A few of the hot topics and unifying trends coming out of earnings season included the recent Sitzer/Burnett verdict, cost-cutting, and ways to continue growing in a slow, low-inventory market.
The Sitzer/Burnett verdict is on everyone's mind
With many of the earnings reports coming after the Oct. 31 Sitzer/Burnett verdict, the investor calls were filled with questions and discussions about how the outcome of the case could impact the companies' business models and revenue.
Interest in the verdict was particularly high on the calls with Zillow and Redfin. Some have questioned whether Zillow's revenue model, which is supported by buyer agent advertising, can survive if buy-side compensation is no longer guaranteed.

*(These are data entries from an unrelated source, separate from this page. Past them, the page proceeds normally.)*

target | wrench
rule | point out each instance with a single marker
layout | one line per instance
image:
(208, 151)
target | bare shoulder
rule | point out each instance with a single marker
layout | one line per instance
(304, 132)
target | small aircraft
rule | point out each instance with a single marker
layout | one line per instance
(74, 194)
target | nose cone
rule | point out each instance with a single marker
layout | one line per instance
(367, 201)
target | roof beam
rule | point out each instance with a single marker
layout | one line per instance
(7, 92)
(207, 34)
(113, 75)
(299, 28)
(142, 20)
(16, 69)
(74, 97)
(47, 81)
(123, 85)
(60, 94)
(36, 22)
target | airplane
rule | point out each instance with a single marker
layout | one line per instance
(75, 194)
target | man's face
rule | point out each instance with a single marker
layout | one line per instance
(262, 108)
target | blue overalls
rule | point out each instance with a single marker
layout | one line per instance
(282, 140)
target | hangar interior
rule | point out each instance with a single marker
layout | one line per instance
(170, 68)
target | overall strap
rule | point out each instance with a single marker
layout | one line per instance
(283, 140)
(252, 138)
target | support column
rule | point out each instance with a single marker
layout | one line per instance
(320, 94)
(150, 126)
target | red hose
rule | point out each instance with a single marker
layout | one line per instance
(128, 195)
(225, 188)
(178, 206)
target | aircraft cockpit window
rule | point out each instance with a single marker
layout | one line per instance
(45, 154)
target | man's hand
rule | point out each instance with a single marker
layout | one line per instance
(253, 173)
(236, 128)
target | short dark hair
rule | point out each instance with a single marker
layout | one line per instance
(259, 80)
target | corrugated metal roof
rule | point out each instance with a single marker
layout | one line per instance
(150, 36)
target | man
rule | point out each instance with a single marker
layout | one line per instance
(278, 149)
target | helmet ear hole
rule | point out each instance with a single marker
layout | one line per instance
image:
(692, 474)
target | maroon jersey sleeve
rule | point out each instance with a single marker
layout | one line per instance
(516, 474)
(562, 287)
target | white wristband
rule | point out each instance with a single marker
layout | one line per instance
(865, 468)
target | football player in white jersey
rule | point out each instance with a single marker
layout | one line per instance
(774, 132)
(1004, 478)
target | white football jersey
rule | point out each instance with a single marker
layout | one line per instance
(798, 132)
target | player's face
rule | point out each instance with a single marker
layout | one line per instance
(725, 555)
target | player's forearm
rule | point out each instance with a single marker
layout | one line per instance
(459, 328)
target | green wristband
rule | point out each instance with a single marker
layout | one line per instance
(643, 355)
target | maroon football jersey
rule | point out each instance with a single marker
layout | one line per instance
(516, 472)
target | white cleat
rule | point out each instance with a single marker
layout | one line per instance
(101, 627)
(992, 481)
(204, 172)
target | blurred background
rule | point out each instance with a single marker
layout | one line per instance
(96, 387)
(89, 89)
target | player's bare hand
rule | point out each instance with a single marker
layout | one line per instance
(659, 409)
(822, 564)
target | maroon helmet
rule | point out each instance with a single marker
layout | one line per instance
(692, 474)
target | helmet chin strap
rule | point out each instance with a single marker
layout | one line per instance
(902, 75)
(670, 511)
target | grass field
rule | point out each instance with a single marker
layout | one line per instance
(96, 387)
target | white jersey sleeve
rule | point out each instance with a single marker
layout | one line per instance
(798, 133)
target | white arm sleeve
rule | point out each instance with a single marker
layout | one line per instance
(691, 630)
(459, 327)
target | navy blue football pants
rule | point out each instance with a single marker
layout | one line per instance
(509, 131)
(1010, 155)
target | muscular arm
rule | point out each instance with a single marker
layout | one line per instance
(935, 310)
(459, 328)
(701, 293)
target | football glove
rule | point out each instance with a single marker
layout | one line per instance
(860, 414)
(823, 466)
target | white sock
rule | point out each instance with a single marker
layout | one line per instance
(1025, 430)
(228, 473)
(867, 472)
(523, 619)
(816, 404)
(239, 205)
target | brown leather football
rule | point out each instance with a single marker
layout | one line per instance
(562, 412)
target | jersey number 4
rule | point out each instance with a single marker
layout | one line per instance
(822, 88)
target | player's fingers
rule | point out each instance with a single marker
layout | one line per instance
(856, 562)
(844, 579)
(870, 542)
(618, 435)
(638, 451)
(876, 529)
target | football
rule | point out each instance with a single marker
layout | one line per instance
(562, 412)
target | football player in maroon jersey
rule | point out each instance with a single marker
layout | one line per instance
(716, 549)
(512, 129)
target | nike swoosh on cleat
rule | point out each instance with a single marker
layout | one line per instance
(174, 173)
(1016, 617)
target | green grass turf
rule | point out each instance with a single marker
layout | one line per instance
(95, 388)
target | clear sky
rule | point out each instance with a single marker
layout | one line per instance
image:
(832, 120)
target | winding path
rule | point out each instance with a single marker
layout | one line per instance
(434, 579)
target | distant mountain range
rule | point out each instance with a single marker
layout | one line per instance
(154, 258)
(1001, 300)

Former Zillow CEO Spencer Rascoff said in September that the company's model would be "incredibly challenged."
During CoStar's earnings call, which preceded the verdict, CEO Andy Florance made similar statements, asserting that Homes.com — which doesn't make money from buyer agents — is better positioned than portals that do, like Zillow and Realtor.com. Florence added that the potential changes to compensation were one factor behind the company's decision to invest more heavily in Homes.com.
But both Rich Barton, CEO of Zillow Group, and Glenn Kelman, CEO of Redfin, said their companies were ready for whatever disruption the verdict may bring.
Barton said he continues to support buyer agents and believes homebuyers should have their own representation. But however compensation changes play out, he said "Zillow is well positioned to thrive."
Kelman said Redfin's decision to break ties with NAR last month and its customer focus give the company an advantage in the face of the "massive disruption" that may follow the verdict.
Cutting expenses to stem losses
When speaking to investors, several CEOs discussed their progress toward becoming leaner and more efficient as home sales have slowed.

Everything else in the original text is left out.